第2話

自分の人生で

ひやかしたい相手なんて一生現れないと思っていた。

それが、恋人でもない真中と、先っぽだけでも交わることになるとは。


私は紅葉の綺麗な県から

ダサいとされる県へと

悪質な親戚の執拗な接触から、一家で逃げるために転居までした。

高額だが老朽化が進み、これから改修工事が入るというマンションを両親が買った。

マンションて、改修するんだ。


ビルディングが使われていた扉や、柱、中にはカウンターを取り外しながら、

レトロ感を残して耐久性だけ工事することなら知っていた。

家族でよく行く、必ず子供の頃からメロンソーダを頼む喫茶店で、

その建物の歴史がまた上塗りされたのを体験したことがあるからだ。


思い出はある。しかし住んでいた土地への思いは薄い。なぜなら住んでいた場所の最寄りの駅から四駅先へ引っ越すだけだからだ。

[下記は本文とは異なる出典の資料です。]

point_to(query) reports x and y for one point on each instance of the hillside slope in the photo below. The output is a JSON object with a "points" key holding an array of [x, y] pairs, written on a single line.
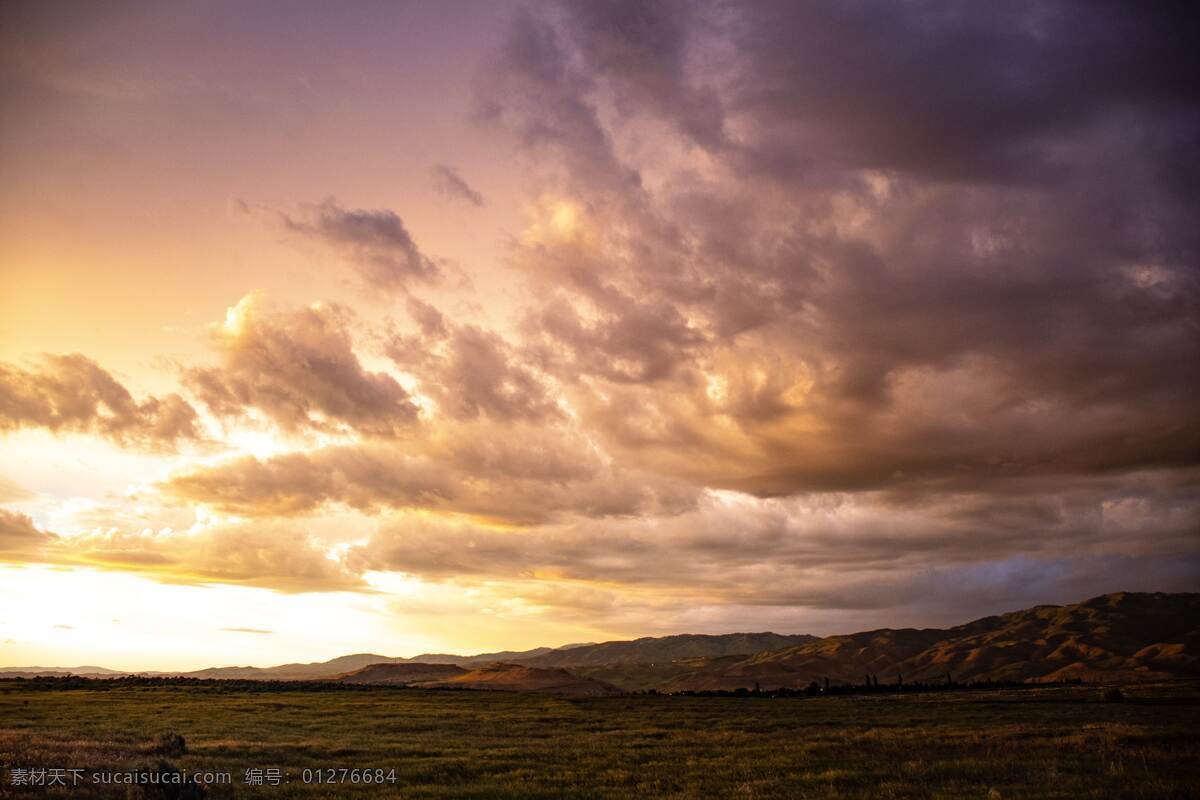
{"points": [[1114, 637]]}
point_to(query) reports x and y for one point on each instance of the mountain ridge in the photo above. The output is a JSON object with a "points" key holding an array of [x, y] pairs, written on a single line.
{"points": [[1123, 636]]}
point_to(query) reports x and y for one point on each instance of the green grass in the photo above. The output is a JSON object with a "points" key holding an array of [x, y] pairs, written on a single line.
{"points": [[1053, 743]]}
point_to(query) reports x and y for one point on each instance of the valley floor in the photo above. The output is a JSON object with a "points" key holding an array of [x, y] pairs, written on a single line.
{"points": [[1038, 743]]}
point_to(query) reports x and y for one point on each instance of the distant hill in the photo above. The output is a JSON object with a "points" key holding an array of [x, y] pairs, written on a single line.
{"points": [[498, 675], [405, 674], [521, 678], [1114, 637], [297, 671], [33, 672]]}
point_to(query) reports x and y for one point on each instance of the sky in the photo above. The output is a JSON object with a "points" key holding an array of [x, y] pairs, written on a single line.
{"points": [[466, 326]]}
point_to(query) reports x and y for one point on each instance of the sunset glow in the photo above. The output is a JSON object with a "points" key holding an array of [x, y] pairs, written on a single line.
{"points": [[471, 326]]}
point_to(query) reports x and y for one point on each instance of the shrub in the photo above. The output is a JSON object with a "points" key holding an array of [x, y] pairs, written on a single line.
{"points": [[169, 744]]}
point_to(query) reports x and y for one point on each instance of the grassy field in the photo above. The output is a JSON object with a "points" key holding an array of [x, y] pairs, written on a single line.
{"points": [[1047, 743]]}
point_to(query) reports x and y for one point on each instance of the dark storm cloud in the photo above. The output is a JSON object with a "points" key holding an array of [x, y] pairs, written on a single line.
{"points": [[450, 184], [931, 246], [375, 242], [299, 368], [72, 394]]}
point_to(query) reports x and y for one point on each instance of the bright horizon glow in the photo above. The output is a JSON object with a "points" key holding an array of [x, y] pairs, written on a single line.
{"points": [[468, 326]]}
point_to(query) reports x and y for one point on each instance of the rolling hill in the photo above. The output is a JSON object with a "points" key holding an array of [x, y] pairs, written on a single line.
{"points": [[1113, 637]]}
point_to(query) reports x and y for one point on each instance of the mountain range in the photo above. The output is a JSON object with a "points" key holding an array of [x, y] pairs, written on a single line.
{"points": [[1117, 637]]}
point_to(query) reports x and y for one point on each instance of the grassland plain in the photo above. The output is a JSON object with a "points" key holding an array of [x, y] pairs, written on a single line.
{"points": [[1030, 743]]}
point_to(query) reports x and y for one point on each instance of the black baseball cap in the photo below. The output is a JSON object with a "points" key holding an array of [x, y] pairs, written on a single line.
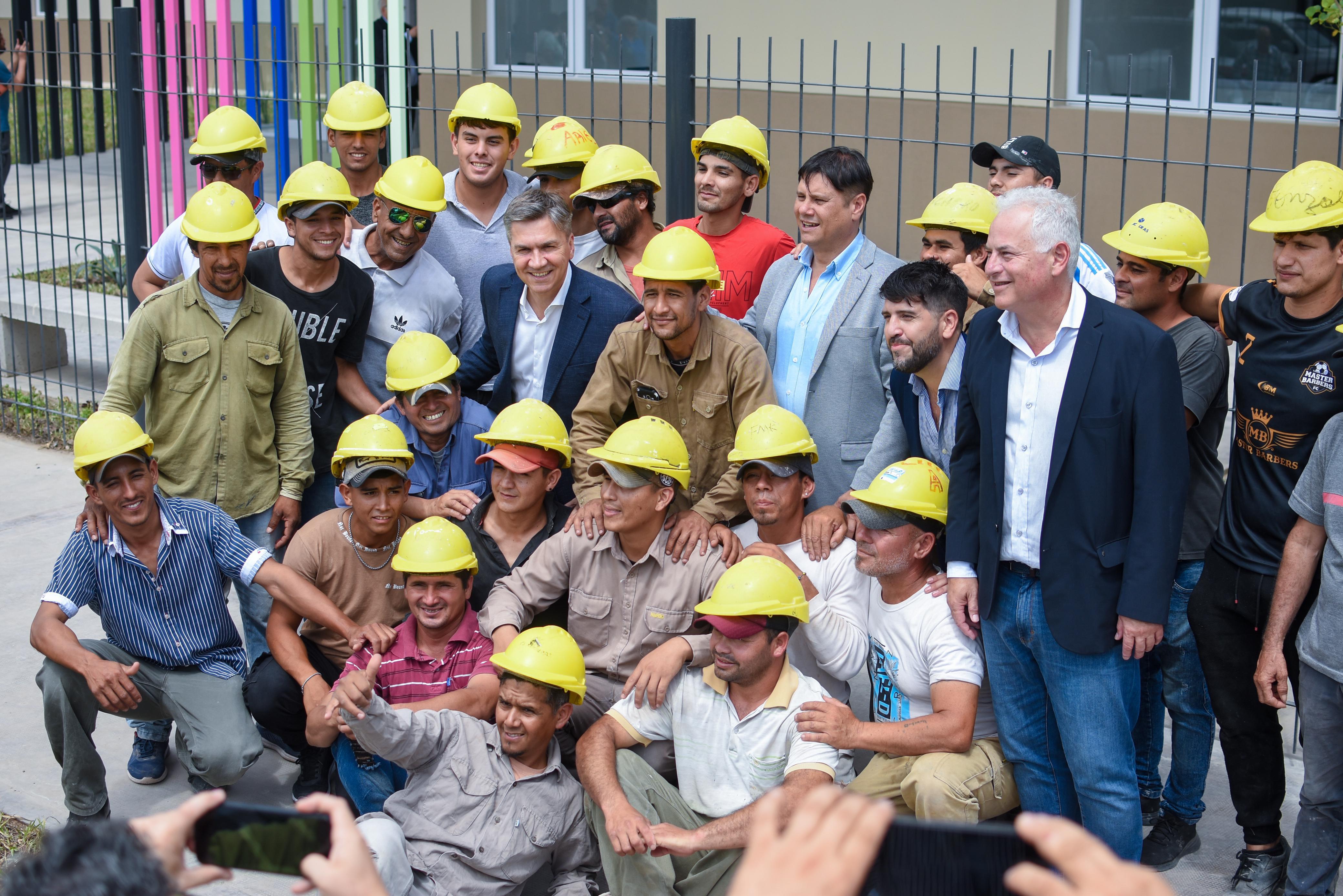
{"points": [[1025, 150]]}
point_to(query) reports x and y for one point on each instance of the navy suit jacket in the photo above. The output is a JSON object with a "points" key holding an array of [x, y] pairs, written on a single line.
{"points": [[1118, 475], [593, 310]]}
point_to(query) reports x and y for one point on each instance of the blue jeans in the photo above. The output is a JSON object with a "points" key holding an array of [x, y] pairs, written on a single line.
{"points": [[1065, 719], [254, 604], [1318, 843], [370, 782], [1173, 680]]}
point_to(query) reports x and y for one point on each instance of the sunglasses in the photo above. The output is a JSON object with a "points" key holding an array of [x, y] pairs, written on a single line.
{"points": [[230, 172], [583, 203], [399, 217]]}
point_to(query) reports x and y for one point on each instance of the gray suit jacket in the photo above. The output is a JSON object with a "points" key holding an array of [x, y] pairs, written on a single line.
{"points": [[851, 377]]}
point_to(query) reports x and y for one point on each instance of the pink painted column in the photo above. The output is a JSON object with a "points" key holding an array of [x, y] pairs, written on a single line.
{"points": [[154, 143]]}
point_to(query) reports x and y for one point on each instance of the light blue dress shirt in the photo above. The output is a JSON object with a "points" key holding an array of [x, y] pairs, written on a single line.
{"points": [[802, 320]]}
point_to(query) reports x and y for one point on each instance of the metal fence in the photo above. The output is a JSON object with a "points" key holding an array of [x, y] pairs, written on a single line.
{"points": [[89, 214]]}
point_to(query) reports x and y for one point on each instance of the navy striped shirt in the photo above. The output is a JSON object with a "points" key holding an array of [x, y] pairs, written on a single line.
{"points": [[178, 618]]}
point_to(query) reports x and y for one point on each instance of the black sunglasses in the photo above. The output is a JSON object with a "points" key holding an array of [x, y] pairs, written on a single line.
{"points": [[399, 217], [583, 203]]}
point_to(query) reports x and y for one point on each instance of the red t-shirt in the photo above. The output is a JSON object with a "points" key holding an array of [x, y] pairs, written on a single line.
{"points": [[744, 254]]}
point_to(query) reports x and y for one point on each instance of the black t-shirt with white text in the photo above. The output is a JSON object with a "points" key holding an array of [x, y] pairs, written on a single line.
{"points": [[1287, 377], [331, 324]]}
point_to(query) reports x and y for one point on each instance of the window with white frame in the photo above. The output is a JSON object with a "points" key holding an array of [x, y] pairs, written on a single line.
{"points": [[1149, 49], [575, 36]]}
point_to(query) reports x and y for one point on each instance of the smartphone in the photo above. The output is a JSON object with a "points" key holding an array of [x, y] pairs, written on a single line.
{"points": [[261, 837], [946, 859]]}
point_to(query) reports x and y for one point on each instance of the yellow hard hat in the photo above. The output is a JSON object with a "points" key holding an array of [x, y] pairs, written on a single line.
{"points": [[434, 547], [418, 359], [912, 485], [1307, 198], [485, 103], [413, 182], [315, 182], [108, 434], [371, 437], [225, 131], [617, 164], [548, 656], [962, 208], [680, 253], [560, 142], [356, 107], [649, 444], [738, 134], [773, 432], [757, 586], [220, 214], [1165, 233], [531, 422]]}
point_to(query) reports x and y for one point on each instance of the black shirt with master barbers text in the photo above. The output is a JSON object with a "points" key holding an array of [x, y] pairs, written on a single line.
{"points": [[1287, 374], [331, 324]]}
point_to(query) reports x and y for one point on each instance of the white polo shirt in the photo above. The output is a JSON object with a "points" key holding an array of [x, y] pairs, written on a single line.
{"points": [[534, 338], [724, 764], [171, 257], [418, 296]]}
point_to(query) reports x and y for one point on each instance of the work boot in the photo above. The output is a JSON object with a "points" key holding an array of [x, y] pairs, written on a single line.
{"points": [[1263, 871], [315, 765], [1170, 840], [148, 762]]}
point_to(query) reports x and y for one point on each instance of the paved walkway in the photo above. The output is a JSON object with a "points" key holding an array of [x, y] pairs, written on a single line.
{"points": [[36, 528]]}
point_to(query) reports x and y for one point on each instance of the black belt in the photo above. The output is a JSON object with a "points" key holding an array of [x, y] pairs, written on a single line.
{"points": [[1020, 569]]}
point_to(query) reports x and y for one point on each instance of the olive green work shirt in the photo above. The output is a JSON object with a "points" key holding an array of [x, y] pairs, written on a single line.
{"points": [[727, 378], [228, 410]]}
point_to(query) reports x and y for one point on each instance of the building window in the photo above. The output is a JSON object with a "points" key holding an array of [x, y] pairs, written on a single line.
{"points": [[575, 36], [1174, 41]]}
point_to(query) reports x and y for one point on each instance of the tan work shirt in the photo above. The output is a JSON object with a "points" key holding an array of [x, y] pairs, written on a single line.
{"points": [[228, 412], [727, 378], [620, 609]]}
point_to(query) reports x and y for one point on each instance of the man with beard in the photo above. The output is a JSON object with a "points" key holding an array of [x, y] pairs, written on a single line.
{"points": [[733, 167], [925, 303], [617, 187]]}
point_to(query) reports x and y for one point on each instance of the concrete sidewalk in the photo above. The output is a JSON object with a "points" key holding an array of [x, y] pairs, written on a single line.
{"points": [[33, 533]]}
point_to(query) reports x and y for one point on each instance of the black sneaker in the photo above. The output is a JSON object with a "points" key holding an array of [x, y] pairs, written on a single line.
{"points": [[315, 765], [1170, 840], [1262, 872]]}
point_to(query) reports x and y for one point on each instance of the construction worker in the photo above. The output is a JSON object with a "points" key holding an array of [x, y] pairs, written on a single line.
{"points": [[1286, 389], [471, 239], [700, 372], [356, 128], [412, 291], [733, 166], [438, 661], [632, 608], [331, 300], [448, 477], [955, 226], [1161, 249], [558, 156], [617, 190], [736, 737], [346, 553], [468, 772], [228, 150]]}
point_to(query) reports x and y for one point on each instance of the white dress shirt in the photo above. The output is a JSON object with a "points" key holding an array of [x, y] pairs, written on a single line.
{"points": [[1035, 392], [534, 338]]}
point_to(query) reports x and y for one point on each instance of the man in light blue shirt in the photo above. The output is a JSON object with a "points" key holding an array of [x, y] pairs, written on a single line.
{"points": [[818, 318]]}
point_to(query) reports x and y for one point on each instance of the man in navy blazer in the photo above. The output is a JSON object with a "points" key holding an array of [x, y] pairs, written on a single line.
{"points": [[1065, 505], [546, 320]]}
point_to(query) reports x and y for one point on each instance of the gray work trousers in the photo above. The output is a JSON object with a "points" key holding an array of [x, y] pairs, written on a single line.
{"points": [[703, 874], [217, 739]]}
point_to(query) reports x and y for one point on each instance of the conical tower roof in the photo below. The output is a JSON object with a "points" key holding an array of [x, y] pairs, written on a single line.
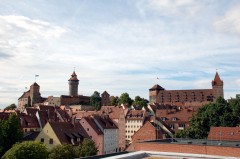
{"points": [[156, 87], [217, 81], [73, 77]]}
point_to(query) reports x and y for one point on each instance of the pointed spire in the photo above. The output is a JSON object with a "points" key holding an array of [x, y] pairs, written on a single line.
{"points": [[73, 76], [217, 81]]}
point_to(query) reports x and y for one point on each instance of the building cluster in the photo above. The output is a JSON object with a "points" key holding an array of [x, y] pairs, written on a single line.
{"points": [[69, 118]]}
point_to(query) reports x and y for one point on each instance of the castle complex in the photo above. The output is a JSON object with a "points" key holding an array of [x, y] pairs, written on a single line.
{"points": [[198, 97], [33, 96]]}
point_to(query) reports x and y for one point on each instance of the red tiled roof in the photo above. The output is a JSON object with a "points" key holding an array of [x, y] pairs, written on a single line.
{"points": [[224, 133], [92, 123], [104, 121], [181, 114], [112, 111], [25, 95], [135, 114], [66, 130], [28, 121], [81, 114]]}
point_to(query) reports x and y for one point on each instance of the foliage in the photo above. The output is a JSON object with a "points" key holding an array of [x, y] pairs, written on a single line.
{"points": [[95, 100], [87, 148], [114, 101], [62, 152], [10, 133], [220, 113], [27, 149], [11, 107], [125, 99], [140, 102]]}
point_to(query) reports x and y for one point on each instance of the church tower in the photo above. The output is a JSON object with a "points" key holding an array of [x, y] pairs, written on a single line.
{"points": [[73, 85], [34, 93], [217, 86], [153, 93]]}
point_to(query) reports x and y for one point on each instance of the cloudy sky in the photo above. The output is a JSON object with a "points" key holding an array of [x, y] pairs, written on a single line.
{"points": [[119, 46]]}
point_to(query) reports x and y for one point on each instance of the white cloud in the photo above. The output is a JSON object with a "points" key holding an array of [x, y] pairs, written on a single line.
{"points": [[230, 22], [188, 8]]}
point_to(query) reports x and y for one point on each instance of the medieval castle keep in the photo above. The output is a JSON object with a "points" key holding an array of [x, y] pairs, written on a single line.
{"points": [[194, 97]]}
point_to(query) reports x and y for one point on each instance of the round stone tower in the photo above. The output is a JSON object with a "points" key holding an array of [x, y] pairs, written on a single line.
{"points": [[34, 93], [73, 85]]}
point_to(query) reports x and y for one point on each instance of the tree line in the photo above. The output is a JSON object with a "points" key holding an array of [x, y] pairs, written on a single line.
{"points": [[220, 113], [95, 100], [12, 145]]}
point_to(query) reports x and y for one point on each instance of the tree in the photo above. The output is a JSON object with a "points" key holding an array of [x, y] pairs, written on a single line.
{"points": [[95, 100], [64, 151], [220, 113], [10, 133], [125, 99], [87, 148], [11, 107], [141, 102], [27, 149]]}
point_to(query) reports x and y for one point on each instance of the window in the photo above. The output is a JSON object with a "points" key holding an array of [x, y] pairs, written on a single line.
{"points": [[163, 118], [50, 141], [171, 126], [181, 125]]}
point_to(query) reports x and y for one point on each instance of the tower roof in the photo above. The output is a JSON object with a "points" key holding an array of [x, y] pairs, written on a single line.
{"points": [[157, 87], [73, 77], [35, 84], [217, 80]]}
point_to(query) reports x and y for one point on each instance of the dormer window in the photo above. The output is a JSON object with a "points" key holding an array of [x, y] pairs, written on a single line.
{"points": [[163, 118]]}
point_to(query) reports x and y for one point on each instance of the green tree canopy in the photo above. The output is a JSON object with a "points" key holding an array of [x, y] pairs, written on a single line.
{"points": [[125, 99], [141, 102], [95, 100], [87, 148], [11, 107], [27, 150], [220, 113], [65, 151], [10, 133]]}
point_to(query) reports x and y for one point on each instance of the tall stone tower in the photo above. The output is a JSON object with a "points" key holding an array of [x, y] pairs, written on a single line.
{"points": [[153, 92], [73, 85], [105, 98], [35, 95], [217, 85]]}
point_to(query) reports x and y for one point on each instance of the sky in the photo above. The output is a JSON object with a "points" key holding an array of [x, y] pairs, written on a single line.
{"points": [[118, 46]]}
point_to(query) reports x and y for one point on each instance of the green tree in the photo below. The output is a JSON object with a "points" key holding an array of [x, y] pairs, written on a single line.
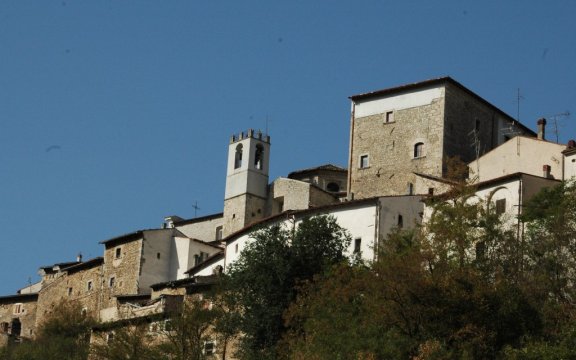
{"points": [[263, 281]]}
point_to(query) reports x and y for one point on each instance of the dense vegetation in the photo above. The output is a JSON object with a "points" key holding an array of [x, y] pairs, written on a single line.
{"points": [[465, 286]]}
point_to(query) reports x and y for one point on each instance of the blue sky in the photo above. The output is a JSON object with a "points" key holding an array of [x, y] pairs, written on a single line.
{"points": [[115, 114]]}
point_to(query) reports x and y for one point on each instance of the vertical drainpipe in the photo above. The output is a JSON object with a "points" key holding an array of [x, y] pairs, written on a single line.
{"points": [[377, 230], [352, 115], [520, 226]]}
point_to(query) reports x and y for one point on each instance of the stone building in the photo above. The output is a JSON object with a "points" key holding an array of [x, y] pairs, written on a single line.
{"points": [[413, 128]]}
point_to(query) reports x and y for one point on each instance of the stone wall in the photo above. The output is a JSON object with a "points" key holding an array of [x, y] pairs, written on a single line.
{"points": [[390, 149], [79, 284], [121, 274], [20, 309]]}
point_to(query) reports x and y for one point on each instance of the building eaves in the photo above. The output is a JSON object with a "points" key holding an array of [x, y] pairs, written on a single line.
{"points": [[97, 261], [436, 178], [298, 213], [209, 261], [9, 299], [199, 219], [187, 282], [325, 167], [434, 82]]}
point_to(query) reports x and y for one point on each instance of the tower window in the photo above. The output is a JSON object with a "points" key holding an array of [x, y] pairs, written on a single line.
{"points": [[238, 157], [418, 150], [259, 157], [364, 161], [500, 206]]}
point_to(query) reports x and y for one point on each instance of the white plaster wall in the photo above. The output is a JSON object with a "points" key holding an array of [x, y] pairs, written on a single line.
{"points": [[360, 221], [182, 257], [155, 270], [570, 167], [520, 154], [209, 270], [397, 102], [202, 230]]}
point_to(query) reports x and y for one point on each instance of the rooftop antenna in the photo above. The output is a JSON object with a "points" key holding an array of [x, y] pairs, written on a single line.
{"points": [[555, 119], [195, 207]]}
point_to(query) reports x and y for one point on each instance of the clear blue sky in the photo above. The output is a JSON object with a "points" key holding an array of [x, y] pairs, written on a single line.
{"points": [[114, 114]]}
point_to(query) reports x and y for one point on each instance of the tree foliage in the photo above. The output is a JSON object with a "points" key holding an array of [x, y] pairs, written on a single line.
{"points": [[263, 281]]}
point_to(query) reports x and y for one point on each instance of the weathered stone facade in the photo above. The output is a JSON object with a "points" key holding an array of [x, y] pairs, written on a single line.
{"points": [[81, 284], [412, 129], [17, 317]]}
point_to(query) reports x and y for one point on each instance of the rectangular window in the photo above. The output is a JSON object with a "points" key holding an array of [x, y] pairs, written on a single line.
{"points": [[500, 206], [389, 116], [364, 161], [357, 245]]}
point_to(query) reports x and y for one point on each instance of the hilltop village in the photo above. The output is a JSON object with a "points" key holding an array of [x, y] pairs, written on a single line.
{"points": [[400, 138]]}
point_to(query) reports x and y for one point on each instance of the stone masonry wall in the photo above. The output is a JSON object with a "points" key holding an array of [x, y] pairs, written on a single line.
{"points": [[23, 310], [390, 147], [124, 269], [83, 287]]}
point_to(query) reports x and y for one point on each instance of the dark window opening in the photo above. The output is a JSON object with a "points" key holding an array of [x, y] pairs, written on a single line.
{"points": [[390, 116], [333, 187], [259, 157], [500, 206], [418, 150], [238, 157], [357, 245], [364, 161]]}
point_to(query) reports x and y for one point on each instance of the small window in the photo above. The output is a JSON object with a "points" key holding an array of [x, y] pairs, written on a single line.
{"points": [[390, 116], [500, 206], [18, 309], [333, 187], [209, 347], [364, 161], [259, 157], [238, 157], [357, 245], [418, 150]]}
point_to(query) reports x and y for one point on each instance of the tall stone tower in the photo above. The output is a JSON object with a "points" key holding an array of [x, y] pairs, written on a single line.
{"points": [[246, 180]]}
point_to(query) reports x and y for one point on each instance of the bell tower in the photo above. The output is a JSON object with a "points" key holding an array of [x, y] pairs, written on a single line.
{"points": [[246, 180]]}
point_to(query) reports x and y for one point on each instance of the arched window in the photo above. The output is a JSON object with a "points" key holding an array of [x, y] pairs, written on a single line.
{"points": [[418, 150], [259, 157], [238, 157]]}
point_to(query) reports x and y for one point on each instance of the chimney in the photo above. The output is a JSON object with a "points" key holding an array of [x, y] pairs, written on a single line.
{"points": [[546, 171], [541, 129]]}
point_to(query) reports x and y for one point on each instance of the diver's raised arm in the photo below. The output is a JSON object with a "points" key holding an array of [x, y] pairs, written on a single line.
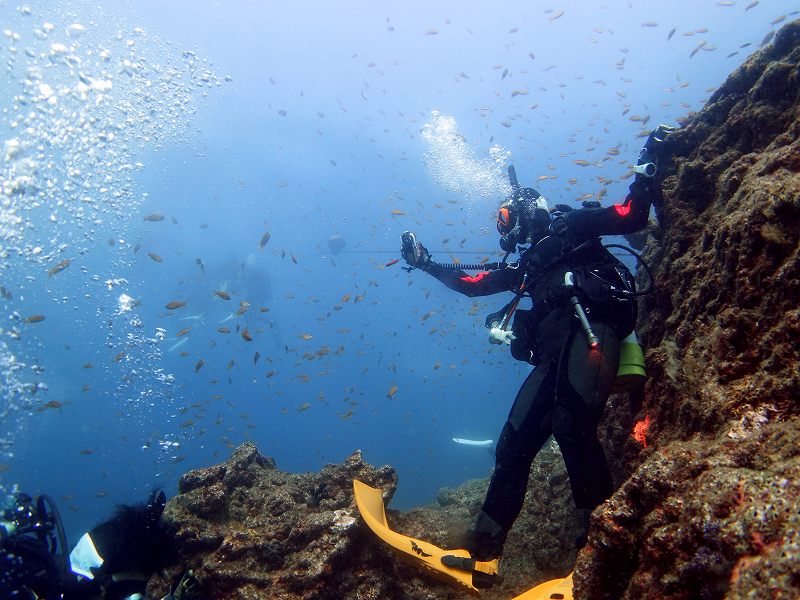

最初は大学生の私だけ逃げてはどうか、と密やかな相談が始まった。アルバイトをしながら。

まったく、不安はなかった。


ただストーカーにも日常的につけまわされていたので、相手は何かしてくるタイプじゃなさそうだけど。

両親は

「どうする?」

「じつはいい物件が」

「入口だけだけど〈監視カメラ設置予定〉、」

話は間取りと条件の印刷されたコピー用紙を五枚机に重ね、


「?」まさか、私たち〈一家〉ごと。


「買っちゃう?じゃあね、ここ!」

霊感のある母が、その物件の力を感じ取り即断即決した。


大学もアルバイトも続けられるけど。

新生活、わたしは高校一年から勤めていた妖怪寿司から惜しまれながら二十二歳。

ほんとー!に労働力と決断力、対応力、コミュニケーション能力、クレーム対処力。

全ての能力を惜しまれて盛大にアルバイト、飲食業から離れた。